Yeah. Vice have their own way to tell stories. They’re not crazy about too much voiceover. If you look at the original 2007 films they’re quite gonzo, a bit rough and ready. But some of it is quite slick now. With Al Jazeera you have to appeal to a global audience, because these films are going out to hundreds of different countries and 230 million households as well as online. You have to think, why would some someone in Kuala Lumpur watching Al Jazeera News be interested? They’re two completely different organisations but they’ve come up around the same kind of time and they’re breaking the mould from traditional terrestrial broadcasting.
Have terrestrial documentaries changed recently? They seem a bit dumbed down or sensationalist.
I think they’re always changing. People like Channel 4 and BBC have remits to address the issues of the day but also need to get ratings as well. I think there’s some good stuff out there. I really liked My Big Fat Gypsy Wedding because it takes you into another world, another community that’s under-represented and has a negative stigma, but does it in quite an irreverent and accessible way. But you do hear from other filmmakers about having to give their film a silly title, or make it celebrity-led. It would be hard for me to get the films I make for Al Jazeera – observational documentaries about characters or stories in some far-flung corner – on British television.
How do you come up with the subjects of your films?
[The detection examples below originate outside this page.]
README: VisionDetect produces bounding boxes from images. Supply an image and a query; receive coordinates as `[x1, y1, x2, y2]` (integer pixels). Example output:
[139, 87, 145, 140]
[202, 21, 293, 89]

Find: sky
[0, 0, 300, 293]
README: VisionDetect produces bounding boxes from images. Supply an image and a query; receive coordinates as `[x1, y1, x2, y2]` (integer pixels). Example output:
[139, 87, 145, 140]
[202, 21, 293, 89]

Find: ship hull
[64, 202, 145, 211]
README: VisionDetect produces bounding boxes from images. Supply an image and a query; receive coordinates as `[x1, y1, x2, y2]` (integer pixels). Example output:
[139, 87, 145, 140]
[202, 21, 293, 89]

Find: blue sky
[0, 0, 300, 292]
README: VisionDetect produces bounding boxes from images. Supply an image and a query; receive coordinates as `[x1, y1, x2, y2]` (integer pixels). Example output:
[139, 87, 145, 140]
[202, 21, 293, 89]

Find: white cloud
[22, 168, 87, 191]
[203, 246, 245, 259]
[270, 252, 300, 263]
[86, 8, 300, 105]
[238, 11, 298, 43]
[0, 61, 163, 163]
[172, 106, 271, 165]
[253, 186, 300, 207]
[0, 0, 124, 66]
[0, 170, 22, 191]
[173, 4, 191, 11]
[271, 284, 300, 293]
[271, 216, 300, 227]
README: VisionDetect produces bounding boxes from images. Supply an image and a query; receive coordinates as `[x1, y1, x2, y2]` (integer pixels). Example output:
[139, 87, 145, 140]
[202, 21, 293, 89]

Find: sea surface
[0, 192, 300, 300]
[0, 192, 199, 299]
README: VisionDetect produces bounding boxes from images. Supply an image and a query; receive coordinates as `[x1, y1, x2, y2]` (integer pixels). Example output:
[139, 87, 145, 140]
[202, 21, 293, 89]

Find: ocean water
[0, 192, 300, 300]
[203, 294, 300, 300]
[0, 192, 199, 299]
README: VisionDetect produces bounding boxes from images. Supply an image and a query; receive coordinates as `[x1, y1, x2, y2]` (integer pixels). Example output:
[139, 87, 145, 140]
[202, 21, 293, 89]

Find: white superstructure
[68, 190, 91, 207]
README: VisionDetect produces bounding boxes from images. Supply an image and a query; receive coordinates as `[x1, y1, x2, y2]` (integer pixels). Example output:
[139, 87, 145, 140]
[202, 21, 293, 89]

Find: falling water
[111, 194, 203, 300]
Some of them are stories that I have found off my own bat and some of them have been led by the broadcaster. When I made the film about the midwives of Vietnam, that came about from Al Jazeera doing a series on global maternal health and asking me to use my contacts to find a story in Asia. Even if you find something, you have to think about where the outlet is for it, who’s going to fund it, where is it going to slot in. I don’t really want to take the risk of making stuff off my own bat. A lot of people spend years ploughing loads of their own money into making one thing and it might do well on the festival circuit, but who else sees it after that?
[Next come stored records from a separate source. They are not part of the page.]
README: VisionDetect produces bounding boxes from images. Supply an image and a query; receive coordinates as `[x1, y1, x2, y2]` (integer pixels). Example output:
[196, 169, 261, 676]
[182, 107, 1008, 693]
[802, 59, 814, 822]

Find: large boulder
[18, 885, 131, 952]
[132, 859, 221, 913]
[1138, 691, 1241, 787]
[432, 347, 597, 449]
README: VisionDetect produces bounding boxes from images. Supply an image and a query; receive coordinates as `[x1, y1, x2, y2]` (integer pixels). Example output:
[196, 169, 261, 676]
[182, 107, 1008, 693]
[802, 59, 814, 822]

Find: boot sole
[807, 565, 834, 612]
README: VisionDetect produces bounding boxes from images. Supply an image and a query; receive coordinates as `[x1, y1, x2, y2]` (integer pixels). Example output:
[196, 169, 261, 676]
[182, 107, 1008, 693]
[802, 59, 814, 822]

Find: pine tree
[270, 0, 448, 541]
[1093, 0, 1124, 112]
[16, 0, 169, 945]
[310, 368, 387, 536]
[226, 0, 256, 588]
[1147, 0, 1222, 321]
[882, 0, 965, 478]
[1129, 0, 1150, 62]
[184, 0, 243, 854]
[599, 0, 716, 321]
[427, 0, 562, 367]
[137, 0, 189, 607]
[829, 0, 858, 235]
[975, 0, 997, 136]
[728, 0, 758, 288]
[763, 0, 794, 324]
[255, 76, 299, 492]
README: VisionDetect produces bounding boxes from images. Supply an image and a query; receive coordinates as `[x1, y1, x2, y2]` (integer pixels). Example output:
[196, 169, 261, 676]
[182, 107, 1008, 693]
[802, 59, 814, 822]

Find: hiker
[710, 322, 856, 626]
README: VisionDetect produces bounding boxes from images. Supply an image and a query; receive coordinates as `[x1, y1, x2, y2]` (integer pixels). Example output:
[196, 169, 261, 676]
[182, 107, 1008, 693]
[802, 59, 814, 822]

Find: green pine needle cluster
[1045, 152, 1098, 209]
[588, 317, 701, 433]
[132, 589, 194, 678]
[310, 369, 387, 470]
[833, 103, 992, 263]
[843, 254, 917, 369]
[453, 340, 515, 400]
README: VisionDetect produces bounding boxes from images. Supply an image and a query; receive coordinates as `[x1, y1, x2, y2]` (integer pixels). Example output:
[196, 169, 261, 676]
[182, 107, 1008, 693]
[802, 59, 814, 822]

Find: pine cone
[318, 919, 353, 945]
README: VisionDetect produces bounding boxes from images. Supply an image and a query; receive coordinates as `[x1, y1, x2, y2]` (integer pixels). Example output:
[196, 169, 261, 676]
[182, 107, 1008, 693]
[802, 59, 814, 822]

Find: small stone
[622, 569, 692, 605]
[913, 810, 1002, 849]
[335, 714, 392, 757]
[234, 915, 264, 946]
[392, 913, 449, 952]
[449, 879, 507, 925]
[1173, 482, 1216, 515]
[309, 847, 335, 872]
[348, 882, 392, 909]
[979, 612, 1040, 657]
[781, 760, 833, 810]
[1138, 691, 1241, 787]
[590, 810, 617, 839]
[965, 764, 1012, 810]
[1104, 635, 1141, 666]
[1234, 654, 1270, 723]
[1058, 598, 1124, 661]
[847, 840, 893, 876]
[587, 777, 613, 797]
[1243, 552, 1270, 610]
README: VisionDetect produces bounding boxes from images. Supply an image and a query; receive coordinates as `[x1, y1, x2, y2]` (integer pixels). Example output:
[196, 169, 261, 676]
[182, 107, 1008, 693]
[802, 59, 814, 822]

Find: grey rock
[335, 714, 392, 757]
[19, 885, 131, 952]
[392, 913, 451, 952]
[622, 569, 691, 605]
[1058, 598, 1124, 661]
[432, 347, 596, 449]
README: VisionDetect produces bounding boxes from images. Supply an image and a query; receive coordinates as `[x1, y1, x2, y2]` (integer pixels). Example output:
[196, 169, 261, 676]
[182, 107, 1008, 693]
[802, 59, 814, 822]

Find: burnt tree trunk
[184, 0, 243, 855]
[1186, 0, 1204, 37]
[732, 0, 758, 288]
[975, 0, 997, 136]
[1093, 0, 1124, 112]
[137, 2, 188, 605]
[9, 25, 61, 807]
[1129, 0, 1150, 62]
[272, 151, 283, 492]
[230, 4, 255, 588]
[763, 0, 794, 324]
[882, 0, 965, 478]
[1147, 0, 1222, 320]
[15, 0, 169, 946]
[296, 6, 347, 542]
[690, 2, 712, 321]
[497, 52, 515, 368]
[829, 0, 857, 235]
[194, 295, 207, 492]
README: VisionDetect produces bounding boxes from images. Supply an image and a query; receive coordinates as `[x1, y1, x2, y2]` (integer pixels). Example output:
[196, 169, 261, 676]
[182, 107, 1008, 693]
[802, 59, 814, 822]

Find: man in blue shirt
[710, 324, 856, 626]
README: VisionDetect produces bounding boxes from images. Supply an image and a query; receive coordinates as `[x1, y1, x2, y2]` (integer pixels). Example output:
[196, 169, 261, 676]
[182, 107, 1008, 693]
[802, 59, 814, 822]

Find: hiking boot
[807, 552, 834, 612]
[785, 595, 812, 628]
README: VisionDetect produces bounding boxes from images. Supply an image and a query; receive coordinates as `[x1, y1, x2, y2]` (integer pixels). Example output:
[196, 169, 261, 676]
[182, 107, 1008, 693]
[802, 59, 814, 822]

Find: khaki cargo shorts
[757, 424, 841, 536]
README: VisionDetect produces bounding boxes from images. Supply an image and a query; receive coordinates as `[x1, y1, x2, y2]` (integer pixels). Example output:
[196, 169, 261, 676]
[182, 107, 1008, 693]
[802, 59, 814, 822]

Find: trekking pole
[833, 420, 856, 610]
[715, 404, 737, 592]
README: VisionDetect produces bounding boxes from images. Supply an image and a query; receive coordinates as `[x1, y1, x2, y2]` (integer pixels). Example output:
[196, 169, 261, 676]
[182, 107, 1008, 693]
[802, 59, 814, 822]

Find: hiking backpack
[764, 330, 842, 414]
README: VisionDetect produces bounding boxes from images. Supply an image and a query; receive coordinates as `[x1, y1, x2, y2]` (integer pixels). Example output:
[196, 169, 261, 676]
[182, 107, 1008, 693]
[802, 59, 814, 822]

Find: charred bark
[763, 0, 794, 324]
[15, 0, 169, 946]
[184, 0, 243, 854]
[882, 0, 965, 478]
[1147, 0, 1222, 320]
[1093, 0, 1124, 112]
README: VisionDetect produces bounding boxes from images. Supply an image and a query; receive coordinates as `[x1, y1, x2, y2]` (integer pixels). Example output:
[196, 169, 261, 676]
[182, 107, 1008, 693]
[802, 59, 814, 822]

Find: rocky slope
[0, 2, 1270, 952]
How long do you spend making your films?
It depends on a lot of factors. I’ve just been making these films for Vice that are brand-sponsored. They’re little three-minute portraits of different characters around the world. I’ve been to Japan, Australia, France and I can shoot them in two days. Obviously there’s research beforehand. With the midwives film it probably took me three months to get access, then we spent a week out there prepping, then 10 days in the mountains and then another week doing translations before coming home. And then the edit was about three weeks. So the whole process was about four months, but I was doing other stuff in the lead-up. I generally turn things round quite quickly.
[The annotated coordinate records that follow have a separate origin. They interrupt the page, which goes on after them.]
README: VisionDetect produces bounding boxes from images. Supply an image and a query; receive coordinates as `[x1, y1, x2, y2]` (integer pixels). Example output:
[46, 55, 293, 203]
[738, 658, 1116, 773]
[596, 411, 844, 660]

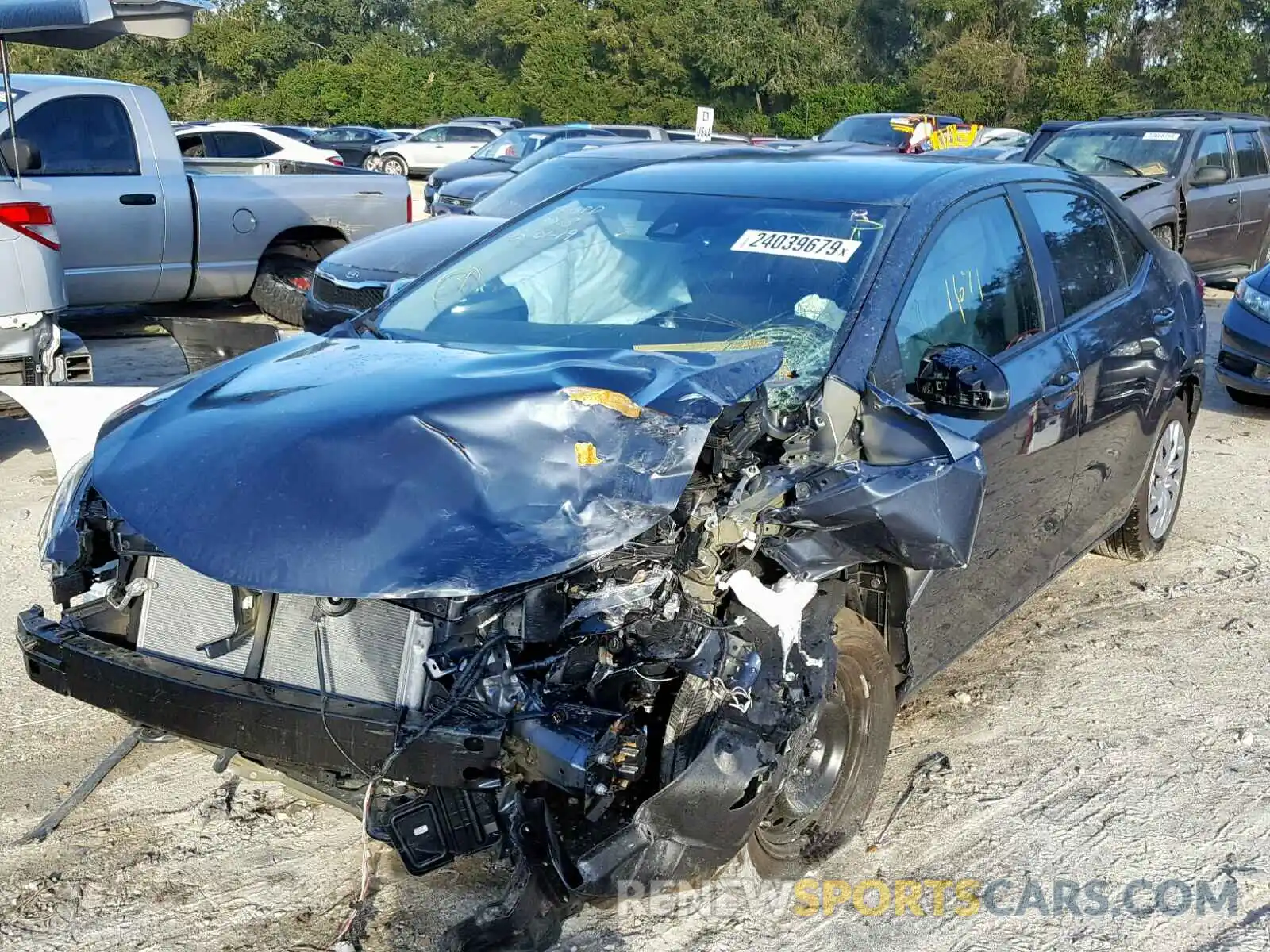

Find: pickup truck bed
[0, 76, 410, 322]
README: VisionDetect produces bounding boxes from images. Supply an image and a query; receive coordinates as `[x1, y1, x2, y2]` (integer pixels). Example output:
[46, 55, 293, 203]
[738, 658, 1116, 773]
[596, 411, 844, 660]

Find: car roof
[551, 136, 754, 163]
[581, 152, 1083, 205]
[833, 109, 964, 125]
[1059, 112, 1270, 132]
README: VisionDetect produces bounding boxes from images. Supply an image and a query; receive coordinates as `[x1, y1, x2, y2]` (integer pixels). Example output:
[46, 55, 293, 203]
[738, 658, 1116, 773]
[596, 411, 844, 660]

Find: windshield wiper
[351, 311, 390, 340]
[1094, 155, 1147, 179]
[1044, 155, 1081, 174]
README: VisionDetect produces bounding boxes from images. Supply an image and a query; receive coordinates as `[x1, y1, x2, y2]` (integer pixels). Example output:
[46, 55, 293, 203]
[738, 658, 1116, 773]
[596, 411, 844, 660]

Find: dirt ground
[0, 294, 1270, 952]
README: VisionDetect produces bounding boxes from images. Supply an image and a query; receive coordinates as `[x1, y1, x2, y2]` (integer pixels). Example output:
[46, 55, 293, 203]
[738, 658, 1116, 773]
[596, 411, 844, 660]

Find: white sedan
[176, 122, 344, 165]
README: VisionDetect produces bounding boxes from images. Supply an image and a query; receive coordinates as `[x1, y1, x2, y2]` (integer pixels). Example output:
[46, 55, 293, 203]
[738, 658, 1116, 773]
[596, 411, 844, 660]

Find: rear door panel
[874, 193, 1080, 679]
[17, 90, 164, 306]
[1183, 132, 1241, 273]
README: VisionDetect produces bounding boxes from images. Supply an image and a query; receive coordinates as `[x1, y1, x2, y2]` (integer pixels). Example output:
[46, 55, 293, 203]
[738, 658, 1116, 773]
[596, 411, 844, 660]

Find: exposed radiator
[137, 559, 421, 704]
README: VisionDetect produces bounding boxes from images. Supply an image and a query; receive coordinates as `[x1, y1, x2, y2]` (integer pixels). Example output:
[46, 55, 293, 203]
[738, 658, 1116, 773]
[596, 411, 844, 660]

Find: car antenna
[0, 36, 21, 190]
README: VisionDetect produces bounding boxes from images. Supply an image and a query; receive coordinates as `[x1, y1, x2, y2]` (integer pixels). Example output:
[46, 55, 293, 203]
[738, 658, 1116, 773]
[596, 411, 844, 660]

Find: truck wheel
[252, 254, 315, 328]
[747, 608, 895, 878]
[1094, 400, 1190, 562]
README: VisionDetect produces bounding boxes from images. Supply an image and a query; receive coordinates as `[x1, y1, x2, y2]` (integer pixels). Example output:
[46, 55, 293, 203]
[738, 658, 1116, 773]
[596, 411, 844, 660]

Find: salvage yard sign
[697, 106, 714, 142]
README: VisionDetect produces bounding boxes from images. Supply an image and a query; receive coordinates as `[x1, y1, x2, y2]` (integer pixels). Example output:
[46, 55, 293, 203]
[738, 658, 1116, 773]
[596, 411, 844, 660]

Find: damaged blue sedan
[19, 155, 1204, 950]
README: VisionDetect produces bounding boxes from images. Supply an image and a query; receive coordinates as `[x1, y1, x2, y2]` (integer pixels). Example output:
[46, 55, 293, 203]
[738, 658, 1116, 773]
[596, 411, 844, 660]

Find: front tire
[745, 609, 897, 878]
[1095, 400, 1191, 562]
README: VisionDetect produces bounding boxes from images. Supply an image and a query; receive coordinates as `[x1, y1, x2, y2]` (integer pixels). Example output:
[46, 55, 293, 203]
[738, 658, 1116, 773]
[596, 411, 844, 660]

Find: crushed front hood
[91, 334, 781, 598]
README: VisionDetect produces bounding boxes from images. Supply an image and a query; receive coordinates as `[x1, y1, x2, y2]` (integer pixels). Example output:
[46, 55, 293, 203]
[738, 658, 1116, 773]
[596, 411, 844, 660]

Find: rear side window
[1234, 131, 1266, 179]
[17, 95, 141, 176]
[1027, 192, 1126, 316]
[895, 198, 1041, 381]
[212, 132, 279, 159]
[446, 125, 494, 142]
[176, 136, 207, 159]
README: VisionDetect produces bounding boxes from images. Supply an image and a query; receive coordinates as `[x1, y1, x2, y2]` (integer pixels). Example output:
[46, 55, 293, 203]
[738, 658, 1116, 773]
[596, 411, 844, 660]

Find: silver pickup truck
[0, 75, 411, 325]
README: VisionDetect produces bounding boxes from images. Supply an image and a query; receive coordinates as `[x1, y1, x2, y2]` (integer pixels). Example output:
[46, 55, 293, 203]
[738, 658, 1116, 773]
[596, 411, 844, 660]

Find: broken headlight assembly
[40, 453, 93, 575]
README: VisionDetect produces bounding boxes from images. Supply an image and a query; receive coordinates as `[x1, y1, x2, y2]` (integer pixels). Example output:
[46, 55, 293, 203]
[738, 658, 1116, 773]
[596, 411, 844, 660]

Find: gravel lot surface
[0, 300, 1270, 952]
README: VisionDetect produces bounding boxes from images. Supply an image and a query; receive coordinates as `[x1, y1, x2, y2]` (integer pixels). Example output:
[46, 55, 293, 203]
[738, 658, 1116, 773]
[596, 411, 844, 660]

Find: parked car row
[17, 145, 1203, 952]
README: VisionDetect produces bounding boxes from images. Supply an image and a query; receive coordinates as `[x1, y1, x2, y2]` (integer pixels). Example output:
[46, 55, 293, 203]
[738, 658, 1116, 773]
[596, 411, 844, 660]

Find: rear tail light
[0, 202, 62, 251]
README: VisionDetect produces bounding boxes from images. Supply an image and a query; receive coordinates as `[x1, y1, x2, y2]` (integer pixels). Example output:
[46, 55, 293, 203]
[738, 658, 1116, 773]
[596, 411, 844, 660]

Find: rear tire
[252, 254, 314, 328]
[745, 608, 897, 878]
[1094, 400, 1191, 562]
[249, 237, 348, 328]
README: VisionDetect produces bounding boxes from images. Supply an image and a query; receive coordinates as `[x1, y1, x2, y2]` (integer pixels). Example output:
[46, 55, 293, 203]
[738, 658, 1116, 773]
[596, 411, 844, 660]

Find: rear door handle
[1040, 370, 1081, 400]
What drew you to making documentary films over, say, fiction films?
I went to film school at the University of Westminster and I think all film students should be made to make documentaries because there’s less pressure. I mean, how many good student films do you see? With a documentary you can find characters and people who are much crazier than you could conjure up usually, or much more engaging and interesting. It’s much more visceral. Making even short documentaries really focuses your mind on storytelling. I was thinking about making a narrative film but there are so many elements you have bring. With documentary I could just grab a camera and go off and shoot. But why documentaries? I think I have a natural curiosity about people and the world.